Alia Jones-Harvey: The Only Women of Color Broadway Lead Producer
Alia Jones-Harvey is one of many trying to make Broadway a more diverse place. Through her and fellow producer Stephen C. Byrd’s production company, Front Row Productions, they produce Broadway and West End shows with diverse casts, creative teams and management. They entered the Broadway scene with the all-Black 2008 revival of Cat on a Hot Tin Roof.
Together, the producing duo have now mounted nine Broadway productions, including the recently closed Ain’t Too Proud: The Life and Times of the Temptations, and are producing MJ the Musical, a new show about Michael Jackson. Their goal is to share the stories of people of color by people of color – whether by diversifying the classics or introducing new works.
This reaches beyond just Broadway and the West End. This year, Front Row Productions launched a fellowship with Columbia University School of the Arts Theatre Program. The year-long fellowship, allows each fellow to mount a new play or musical and receive mentorship from theatre professionals.
“The lead producers, at the helm of every Broadway show, determine how diverse and inclusive it will be. As two in the shockingly small club of only five Black lead producers in the history of Broadway, our mandate has been to create opportunity for people of color on and off the stage. Recognizing the systemic hurdles to mounting Broadway shows, we have mentored many emerging producers of color. This fellowship draws on our experience as lead producers, on the collective experience of many lead producers who have embraced us in this industry, and on the renowned academic prowess of Columbia University’s graduate-level Theater Management and Producing program to equip future Black lead producers with the tools for Broadway.

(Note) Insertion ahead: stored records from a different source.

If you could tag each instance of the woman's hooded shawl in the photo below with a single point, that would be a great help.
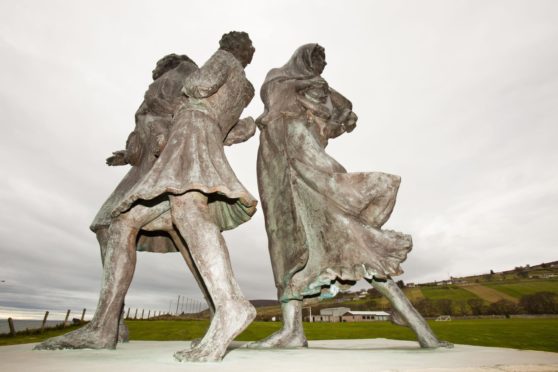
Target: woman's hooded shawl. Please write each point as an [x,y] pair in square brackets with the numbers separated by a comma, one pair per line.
[323,224]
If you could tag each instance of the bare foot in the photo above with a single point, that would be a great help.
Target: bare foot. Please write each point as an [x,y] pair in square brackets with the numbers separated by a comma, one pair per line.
[83,338]
[281,339]
[229,321]
[195,342]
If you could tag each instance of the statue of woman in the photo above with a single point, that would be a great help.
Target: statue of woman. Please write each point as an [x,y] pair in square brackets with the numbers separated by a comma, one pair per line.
[323,224]
[190,188]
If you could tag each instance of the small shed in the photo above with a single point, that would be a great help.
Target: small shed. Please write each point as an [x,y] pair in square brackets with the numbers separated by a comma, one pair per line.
[365,316]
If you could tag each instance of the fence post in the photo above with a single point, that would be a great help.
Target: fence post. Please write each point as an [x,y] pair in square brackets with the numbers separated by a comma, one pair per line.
[12,328]
[66,319]
[44,322]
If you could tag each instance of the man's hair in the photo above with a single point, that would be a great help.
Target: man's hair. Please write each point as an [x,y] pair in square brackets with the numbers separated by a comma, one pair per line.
[169,62]
[234,40]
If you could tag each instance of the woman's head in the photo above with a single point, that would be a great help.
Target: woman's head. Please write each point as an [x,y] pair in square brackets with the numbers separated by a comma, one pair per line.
[239,45]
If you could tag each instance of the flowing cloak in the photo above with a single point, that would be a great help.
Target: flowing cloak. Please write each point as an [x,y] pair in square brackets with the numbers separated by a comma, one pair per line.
[153,118]
[323,224]
[193,157]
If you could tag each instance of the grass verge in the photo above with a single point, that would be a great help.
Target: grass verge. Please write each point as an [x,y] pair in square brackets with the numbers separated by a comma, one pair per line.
[527,334]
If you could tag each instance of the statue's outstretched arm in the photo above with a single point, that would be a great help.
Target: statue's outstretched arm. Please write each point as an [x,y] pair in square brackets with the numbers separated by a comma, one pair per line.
[242,131]
[205,81]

We believe that establishing this pipeline is vital for the inclusive Broadway we imagine,” Byrd and Jones-Harvey said in a statement about the fellowship.
Before theatre, Jones-Harvey worked in finance. “I don’t think there’s one route [to becoming a producer] at all,” she said in an interview with StageBuddy. “Every producer I’ve met has had a different background and it just adds to what they bring.”
Jones-Harvey also serves on the Board of the Arthur Miller Foundation, the Advisory Board of The American Theater Wing and is a Tony voter. She also a teaches “Producing for Broadway” at the City College of New York.
Change must begin at the top to create a more diverse and equitable theatre industry. When people of color are involved with producing, then it goes all the way down to create more diverse teams in every facet. With people like Jones-Harvey, Broadway can continue to do better for BIPOC members of the theatre community.